Watermelon. Defenders of this fruit place it on a pedestal up with the world’s great cultivars. In this pantheon with strawberries, mangos, and pineapples is where watermelon finds itself. I accept this as the truth.
I just don’t get why.
I don’t hate watermelon by any means, but the best thing that I can say about it is that it’s fine. Just okay. Mostly alright. It doesn’t offend me.
I think the best way to label watermelon is “crunchy water.”
Even when it’s “great watermelon”, whatever that means, it’s still just sort of blah. It’s not particularly high in any nutritional categories that matter, aside from some vitamin C and a lot of water. I guess if I was wandering through a desert and had no supplies and someone air-dropped a watermelon for me I’d be thankful, but that’s about it. It’s crunchy water.

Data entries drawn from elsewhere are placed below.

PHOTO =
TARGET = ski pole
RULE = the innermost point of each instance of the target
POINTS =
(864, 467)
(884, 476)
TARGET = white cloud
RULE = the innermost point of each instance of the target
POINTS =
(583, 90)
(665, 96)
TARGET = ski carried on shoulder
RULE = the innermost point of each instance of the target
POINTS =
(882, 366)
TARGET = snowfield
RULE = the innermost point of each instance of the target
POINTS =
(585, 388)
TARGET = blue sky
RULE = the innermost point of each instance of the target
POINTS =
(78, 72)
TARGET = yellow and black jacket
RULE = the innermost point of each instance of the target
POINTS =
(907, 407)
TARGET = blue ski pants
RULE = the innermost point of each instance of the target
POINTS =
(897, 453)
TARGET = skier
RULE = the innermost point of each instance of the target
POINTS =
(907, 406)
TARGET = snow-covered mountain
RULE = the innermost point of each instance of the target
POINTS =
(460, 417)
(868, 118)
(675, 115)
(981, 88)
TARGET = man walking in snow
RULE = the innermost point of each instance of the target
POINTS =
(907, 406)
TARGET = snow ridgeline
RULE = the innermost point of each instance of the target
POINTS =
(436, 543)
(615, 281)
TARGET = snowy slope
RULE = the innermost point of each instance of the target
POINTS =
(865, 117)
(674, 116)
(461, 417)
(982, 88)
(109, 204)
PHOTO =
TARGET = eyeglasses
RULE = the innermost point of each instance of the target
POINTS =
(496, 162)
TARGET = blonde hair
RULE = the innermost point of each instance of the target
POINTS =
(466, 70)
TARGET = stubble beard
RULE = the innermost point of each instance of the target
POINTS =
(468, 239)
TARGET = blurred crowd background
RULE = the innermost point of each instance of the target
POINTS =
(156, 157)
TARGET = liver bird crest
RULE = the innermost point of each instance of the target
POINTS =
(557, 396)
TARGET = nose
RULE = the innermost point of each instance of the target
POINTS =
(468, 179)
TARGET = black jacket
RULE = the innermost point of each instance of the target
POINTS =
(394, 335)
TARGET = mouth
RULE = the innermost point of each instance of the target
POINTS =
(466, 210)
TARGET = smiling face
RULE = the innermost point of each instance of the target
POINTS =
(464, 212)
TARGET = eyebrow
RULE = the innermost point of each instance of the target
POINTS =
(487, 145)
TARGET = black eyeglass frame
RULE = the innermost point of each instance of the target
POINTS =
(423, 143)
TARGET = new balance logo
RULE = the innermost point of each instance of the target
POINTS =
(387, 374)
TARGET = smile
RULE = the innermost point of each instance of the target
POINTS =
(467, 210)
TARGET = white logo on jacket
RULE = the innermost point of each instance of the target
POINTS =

Even when watermelon is utilized as a flavoring for other things, it doesn’t taste anything like real watermelon. It’s always an artificial watermelon flavor that has been improved through chemistry. Natural watermelon flavor just isn’t tasty enough for gum, Jolly Ranchers, or vodka.
Watermelon is fine. If you serve it to me, I’ll eat it. But if a killer fungus arrived to destroy all of the watermelon plants in the world, I wouldn’t mourn it. I would certainly mourn strawberries, mangos, and pineapples if something happened to them, but not watermelon.